Meu primeiro herói literário foi completamente desconhecido para mim durante muitos anos. Eu o admirei profundamente, sem saber quem era, sem sequer me lembrar de que ele existia - por intermédio de sua obra, que era Patópolis. Ocorre que aprendi a ler numa revista em quadrinhos, o que vale dizer: aprendi a ler lendo balões e legendas de HQ. E a primeira história completa que li se chamava As Mil Faces de Maga Patalójika. Foi uma grande emoção, um estremecimento cheio de presságios. Desse dia em diante, eu amaria Carl Barks com toda a minha imensa ignorância infantil, com toda a força misteriosa dos começos. O traço de Barks, prontamente reconhecível, era um prenúncio de momentos inesquecíveis ao lado dos patos, cujas aventuras os arrastavam pelos cinco continentes e pelos sete mares - e me levavam junto. Nada me deu tanta vontade de correr mundo, de me encontrar com a vastidão dos seus idiomas, culturas, costumes. Mas o melhor de tudo é que naqueles preciosos instantes em que uma historinha de Barks estava sendo fruída, eu não pensava. Só havia tempo para me maravilhar. Ao longo dos anos, tenho lido e relido essas revistas sempre que posso. É sempre arrebatador. Reler Barks talvez seja uma tentativa de atualizar o encantamento sem perder a coerência do sentido. Porque naquele tempo, fascinada pelas aventuras dos patos, começou para mim um hábito que se estenderia aos livros e que ainda cultivo: sentir o cheiro da revistinha nova, quando era aberta e folheada pela primeira vez. E a emoção de encontrar num sebo aquela edição que não fora possível adquirir por ocasião do lançamento - o cheiro era ruim, mas havia uma ternura especial em botar a revistinha no sol, pendurada no varal; depois, na sombra, para tomar ar, para que só então pudesse ser lida sem me causar uma tremenda crise alérgica, desencadeando a fúria zelosa da minha mãe... Carl Barks, sem ser considerado parte da literatura, abriu para mim as portas de um vasto mundo que, anos depois, eu vim a saber que se chamava, exatamente, literatura.
P.S.: A muito custo, consegui selecionar minhas dez histórias favoritas, o hit-parade do coração - mas tudo, absolutamente tudo que Carl Barks produziu com os patos deve ser lido...

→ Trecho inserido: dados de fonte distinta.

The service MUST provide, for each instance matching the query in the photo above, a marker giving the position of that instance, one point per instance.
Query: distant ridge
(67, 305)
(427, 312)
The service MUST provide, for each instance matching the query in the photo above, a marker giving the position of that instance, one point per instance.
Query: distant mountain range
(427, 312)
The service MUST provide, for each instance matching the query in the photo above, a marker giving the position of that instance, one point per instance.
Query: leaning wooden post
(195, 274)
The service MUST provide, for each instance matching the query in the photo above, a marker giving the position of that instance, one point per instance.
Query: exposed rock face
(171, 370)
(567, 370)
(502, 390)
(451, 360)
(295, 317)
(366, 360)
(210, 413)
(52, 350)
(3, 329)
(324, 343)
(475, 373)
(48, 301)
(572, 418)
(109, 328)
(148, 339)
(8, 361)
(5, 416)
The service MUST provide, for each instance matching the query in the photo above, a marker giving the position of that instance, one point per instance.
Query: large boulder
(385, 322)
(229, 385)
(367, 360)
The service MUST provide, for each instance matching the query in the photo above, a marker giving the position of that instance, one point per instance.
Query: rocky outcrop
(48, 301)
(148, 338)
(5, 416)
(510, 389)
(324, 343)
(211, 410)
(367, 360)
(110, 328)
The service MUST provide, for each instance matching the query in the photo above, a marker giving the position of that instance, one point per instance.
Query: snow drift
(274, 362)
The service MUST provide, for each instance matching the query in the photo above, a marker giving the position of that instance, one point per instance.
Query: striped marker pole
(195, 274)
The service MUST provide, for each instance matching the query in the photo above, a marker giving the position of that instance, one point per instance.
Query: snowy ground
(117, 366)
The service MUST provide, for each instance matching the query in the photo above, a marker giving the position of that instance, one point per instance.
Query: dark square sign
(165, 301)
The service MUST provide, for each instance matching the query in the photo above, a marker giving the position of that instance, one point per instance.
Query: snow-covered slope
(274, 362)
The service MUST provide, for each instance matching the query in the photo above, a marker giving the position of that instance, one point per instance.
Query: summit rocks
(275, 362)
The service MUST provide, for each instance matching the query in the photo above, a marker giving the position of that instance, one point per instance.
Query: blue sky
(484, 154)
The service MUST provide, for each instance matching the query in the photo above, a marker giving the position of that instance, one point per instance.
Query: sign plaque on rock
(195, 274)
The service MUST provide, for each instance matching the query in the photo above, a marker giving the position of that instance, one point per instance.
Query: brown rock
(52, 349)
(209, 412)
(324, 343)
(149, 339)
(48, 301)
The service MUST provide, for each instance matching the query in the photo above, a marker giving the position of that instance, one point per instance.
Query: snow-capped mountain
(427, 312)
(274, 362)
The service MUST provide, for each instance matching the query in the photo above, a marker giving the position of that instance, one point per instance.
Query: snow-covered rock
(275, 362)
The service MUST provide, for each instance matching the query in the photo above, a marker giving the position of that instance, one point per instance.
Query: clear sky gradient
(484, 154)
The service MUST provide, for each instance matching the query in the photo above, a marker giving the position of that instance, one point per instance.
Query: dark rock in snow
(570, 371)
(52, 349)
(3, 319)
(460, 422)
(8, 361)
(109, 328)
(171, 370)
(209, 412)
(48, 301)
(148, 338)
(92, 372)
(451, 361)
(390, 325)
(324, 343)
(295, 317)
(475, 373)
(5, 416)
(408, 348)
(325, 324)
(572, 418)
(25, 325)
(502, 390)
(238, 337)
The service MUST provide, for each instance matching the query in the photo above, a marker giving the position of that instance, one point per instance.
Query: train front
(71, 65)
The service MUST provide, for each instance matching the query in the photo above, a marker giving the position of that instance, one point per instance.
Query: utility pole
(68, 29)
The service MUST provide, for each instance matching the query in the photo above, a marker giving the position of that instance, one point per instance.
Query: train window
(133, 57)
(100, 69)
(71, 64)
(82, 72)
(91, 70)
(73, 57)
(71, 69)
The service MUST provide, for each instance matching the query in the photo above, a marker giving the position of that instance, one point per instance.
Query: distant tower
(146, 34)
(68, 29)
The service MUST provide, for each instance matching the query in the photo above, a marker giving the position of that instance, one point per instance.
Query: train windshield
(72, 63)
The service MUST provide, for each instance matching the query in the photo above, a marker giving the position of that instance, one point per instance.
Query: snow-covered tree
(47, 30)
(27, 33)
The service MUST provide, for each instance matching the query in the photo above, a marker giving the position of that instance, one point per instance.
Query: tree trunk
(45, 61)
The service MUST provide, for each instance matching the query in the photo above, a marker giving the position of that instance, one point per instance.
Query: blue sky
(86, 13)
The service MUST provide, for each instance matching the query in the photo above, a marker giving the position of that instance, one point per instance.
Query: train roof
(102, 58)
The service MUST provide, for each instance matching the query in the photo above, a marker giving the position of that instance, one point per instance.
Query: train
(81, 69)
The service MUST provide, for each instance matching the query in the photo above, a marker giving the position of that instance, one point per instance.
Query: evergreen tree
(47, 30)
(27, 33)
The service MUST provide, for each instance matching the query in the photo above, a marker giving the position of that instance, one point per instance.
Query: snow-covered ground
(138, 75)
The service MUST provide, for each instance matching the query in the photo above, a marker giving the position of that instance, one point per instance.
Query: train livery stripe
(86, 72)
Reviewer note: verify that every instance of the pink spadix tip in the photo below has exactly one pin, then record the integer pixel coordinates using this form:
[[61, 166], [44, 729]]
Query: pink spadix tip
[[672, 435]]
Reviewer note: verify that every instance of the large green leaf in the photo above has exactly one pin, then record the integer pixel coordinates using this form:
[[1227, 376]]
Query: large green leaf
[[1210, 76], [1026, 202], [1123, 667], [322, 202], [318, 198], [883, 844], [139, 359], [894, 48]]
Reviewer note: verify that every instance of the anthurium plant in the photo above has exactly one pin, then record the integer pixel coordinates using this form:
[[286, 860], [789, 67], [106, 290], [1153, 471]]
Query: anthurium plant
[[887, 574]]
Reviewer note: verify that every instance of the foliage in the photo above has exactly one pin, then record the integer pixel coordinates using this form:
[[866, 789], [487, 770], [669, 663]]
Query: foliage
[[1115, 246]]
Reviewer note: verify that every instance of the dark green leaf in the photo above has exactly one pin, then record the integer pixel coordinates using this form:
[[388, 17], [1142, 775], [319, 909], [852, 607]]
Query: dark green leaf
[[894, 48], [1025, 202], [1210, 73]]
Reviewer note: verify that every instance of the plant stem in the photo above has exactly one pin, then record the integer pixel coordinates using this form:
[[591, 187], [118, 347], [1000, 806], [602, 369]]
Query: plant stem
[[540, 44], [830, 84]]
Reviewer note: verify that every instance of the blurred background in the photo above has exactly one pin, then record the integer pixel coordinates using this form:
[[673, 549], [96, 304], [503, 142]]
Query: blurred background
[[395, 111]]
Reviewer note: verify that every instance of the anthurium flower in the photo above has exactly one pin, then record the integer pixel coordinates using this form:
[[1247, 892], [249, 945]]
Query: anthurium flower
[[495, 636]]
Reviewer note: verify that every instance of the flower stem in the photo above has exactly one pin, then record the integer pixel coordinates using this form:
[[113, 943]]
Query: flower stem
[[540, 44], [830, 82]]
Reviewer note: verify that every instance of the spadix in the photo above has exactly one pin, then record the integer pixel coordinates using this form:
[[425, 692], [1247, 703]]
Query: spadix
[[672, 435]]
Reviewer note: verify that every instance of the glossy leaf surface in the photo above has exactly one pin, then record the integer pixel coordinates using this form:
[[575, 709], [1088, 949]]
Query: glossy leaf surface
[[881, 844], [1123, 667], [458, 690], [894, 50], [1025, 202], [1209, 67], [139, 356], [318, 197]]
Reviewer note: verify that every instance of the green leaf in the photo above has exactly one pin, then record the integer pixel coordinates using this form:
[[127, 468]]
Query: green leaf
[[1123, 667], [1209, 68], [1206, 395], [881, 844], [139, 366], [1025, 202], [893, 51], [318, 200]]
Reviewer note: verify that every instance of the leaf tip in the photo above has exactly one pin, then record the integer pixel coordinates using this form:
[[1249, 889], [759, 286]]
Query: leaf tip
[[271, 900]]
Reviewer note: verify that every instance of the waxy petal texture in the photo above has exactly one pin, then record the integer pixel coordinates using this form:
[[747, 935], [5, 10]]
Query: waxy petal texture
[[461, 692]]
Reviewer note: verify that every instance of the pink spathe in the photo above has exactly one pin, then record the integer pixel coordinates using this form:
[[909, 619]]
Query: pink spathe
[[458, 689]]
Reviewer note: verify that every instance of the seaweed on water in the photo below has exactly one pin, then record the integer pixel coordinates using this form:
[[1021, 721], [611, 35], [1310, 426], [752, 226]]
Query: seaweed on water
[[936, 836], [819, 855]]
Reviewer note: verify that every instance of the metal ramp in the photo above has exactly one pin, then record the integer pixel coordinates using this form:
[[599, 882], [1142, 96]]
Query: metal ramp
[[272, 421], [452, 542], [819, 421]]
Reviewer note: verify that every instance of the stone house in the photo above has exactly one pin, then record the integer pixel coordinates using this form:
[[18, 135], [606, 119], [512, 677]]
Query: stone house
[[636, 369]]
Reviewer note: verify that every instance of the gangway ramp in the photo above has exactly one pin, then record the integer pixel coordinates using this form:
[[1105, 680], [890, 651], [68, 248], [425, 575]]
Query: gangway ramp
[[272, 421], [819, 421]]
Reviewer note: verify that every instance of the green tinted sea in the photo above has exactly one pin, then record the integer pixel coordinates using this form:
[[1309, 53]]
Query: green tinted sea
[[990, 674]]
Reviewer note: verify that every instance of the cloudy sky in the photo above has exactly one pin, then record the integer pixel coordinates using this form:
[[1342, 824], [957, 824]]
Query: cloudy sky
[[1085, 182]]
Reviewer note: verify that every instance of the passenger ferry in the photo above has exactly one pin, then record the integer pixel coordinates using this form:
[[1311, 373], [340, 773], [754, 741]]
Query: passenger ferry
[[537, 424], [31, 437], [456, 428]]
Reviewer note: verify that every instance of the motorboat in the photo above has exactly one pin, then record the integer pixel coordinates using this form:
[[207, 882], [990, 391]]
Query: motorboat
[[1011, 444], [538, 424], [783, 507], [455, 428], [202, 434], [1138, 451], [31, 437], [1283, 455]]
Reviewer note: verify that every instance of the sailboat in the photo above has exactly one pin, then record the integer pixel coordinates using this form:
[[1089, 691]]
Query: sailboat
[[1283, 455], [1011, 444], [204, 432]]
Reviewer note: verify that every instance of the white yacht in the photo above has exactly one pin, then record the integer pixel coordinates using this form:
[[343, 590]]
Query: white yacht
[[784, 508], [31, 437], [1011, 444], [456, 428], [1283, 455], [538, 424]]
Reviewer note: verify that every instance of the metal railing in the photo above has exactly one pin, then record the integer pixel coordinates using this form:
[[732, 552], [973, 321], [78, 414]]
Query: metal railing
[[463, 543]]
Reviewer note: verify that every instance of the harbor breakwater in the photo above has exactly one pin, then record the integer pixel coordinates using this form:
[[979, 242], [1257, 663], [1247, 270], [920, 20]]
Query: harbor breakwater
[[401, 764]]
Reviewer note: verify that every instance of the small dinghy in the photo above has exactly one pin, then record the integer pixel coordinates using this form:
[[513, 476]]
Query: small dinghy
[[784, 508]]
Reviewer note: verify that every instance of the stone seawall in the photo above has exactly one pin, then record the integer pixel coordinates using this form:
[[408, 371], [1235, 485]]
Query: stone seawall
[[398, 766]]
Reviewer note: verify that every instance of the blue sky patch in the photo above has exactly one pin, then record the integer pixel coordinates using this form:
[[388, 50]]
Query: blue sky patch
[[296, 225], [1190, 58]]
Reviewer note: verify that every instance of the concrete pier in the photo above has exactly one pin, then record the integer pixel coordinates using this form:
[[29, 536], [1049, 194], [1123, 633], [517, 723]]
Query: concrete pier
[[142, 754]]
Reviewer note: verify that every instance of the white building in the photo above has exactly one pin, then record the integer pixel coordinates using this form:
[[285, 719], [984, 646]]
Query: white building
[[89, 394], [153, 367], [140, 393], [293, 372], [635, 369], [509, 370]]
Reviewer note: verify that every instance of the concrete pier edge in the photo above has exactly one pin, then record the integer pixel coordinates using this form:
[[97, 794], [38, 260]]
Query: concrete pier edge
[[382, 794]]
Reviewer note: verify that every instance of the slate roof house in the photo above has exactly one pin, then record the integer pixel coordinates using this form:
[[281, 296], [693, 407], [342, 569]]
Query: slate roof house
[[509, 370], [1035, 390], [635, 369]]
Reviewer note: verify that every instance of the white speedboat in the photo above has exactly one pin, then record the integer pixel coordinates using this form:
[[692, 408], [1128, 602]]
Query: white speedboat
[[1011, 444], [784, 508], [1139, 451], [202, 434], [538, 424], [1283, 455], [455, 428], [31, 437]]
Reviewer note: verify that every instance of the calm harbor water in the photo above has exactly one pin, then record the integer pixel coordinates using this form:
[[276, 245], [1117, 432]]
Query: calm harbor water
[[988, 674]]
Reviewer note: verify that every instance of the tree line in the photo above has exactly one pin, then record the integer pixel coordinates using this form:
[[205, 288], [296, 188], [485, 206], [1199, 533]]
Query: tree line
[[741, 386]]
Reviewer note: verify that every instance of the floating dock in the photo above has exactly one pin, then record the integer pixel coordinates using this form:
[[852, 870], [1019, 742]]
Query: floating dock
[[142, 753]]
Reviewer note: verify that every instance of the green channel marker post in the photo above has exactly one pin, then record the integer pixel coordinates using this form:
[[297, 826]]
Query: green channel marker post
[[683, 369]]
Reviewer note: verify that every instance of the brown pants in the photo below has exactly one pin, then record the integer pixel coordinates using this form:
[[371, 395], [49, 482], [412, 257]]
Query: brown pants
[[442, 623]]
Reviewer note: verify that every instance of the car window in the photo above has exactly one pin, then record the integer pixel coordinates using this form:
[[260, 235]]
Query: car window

As Mil Faces de Maga Patalójika
Os Micropatos do Espaço
O Grande Prêmio do Globo de Cristal
A Rainha das Sereias
O Diamante da Maldição
A Mina da Rainha de Sabá
O Caso das Perucas Catastróficas
A Caixinha Preta
O Dia em Que Patópolis Parou
O Tesouro de Marco Polo
Todas estão disponíveis no Brasil em formato americano e capa cartonada, na coleção O Melhor da Disney - As obras Completas de Carl Barks da Editora Abril.